Metadata-Version: 2.1
Name: screenot
Version: 0.0.1
Summary: Code package for ScreeNOT: Exact MSE-Optimal Singular Value Thresholding in Correlated Noise
Project-URL: Homepage, https://github.com/eladromanov/ScreeNOT
Project-URL: Bug Tracker, https://github.com/eladromanov/ScreeNOT/issues
Author-email: Elad Romanov <elad.romanov@gmail.com>
License-File: LICENSE
Classifier: License :: OSI Approved :: MIT License
Classifier: Programming Language :: Python :: 3
Description-Content-Type: text/markdown

# *ScreeNOT*: Optimal Singular Value Thresholding in Correlated Noise

ScreeNOT is a code library for hard thresholding of singular values. The procedure adaptively estimates the best singular value threshold under unknown noise characteristics. The threshold chosen by ScreeNOT is optimal (asymptotically, in the sense of minimum Frobenius error) under the the so-called "Spiked model" of a low-rank matrix observed in additive noise. In contrast to previous works, the noise is *not* assumed to be i.i.d. or white; it can have an essentially and **unknown** correlation structure, across either rows, columns or both. 
ScreeNOT is proposed to practitioners as a mathematically solid alternative to Cattell's ever-popular but vague Scree Plot heuristic from 1966.

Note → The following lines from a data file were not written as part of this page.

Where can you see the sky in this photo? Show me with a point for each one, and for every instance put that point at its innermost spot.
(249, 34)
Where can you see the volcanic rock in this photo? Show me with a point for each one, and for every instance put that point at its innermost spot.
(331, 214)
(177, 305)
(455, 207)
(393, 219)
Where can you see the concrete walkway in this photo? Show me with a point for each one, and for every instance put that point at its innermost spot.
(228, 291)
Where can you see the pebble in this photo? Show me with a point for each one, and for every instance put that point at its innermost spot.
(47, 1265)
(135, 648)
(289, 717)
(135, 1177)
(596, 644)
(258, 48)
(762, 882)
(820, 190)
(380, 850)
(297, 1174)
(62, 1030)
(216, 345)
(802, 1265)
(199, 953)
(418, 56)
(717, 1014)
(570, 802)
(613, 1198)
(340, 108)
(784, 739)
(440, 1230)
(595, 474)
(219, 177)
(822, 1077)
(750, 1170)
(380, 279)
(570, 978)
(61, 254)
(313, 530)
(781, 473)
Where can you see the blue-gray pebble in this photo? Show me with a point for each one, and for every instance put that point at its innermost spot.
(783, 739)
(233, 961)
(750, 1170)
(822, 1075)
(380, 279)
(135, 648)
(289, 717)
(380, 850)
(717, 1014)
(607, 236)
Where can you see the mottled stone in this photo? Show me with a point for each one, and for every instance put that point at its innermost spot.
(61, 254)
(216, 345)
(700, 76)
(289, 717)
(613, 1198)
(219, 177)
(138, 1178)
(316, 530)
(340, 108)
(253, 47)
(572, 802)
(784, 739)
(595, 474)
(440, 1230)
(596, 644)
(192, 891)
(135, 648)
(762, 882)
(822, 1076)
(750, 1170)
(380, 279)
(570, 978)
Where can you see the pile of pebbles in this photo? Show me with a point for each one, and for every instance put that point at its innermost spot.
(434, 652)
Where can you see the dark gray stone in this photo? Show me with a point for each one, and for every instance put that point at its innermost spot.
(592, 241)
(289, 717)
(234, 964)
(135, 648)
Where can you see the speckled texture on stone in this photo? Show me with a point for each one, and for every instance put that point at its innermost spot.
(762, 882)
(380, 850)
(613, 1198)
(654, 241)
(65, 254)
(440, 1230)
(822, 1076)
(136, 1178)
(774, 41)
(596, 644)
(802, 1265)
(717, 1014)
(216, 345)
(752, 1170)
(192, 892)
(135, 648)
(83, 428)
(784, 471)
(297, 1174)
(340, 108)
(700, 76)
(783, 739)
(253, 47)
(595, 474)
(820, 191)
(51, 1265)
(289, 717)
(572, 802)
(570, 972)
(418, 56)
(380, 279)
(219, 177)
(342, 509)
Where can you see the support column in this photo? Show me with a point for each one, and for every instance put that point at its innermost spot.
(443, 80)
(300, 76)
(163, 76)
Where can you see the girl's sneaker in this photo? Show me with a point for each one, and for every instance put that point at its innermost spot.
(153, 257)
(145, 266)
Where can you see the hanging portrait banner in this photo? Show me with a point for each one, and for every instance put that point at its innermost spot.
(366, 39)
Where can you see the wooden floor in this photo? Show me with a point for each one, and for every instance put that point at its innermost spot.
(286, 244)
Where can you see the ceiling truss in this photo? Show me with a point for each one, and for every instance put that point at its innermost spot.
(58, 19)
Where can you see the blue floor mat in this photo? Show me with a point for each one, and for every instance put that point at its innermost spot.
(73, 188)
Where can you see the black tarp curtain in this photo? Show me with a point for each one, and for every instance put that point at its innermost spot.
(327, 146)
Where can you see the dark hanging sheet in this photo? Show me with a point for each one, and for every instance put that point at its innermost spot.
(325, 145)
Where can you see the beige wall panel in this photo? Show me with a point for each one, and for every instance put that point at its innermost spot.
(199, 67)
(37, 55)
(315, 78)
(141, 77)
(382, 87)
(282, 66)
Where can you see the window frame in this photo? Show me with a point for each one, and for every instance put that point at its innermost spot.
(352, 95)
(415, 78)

Please refer to the project's homepage: https://github.com/eladromanov/ScreeNOT


## Usage

The main API for this package is the function

`adaptiveHardThresholding(Y, k, strategy='i')`

It receives as input a matrix `Y` (in Python: a `numpy` array); a non-negative integer `k`, an upper bound (potentially loose) on the low-rank signal to-be-recovered; (optional) a string `strategy`, which defines an estimation strategy for the noise bulk - valid options are `'i'` (imputation; this is the default, and should be best for most practical uses), `'0'` (transport to zero) or `'w'` (winsorization) - see paper for details.

The function returns three values:

`Xest`: a matrix with same dimensions as `Y`; an estimator for the low-rank signal (the result of performing thresholding on the singular values of `Y`).
`Topt`: the hard threshold which was used; computed adaptively from the singular values of `Y`.
`r`: the number of "relevant"/"strong" components of the signal: r=rank(Xest).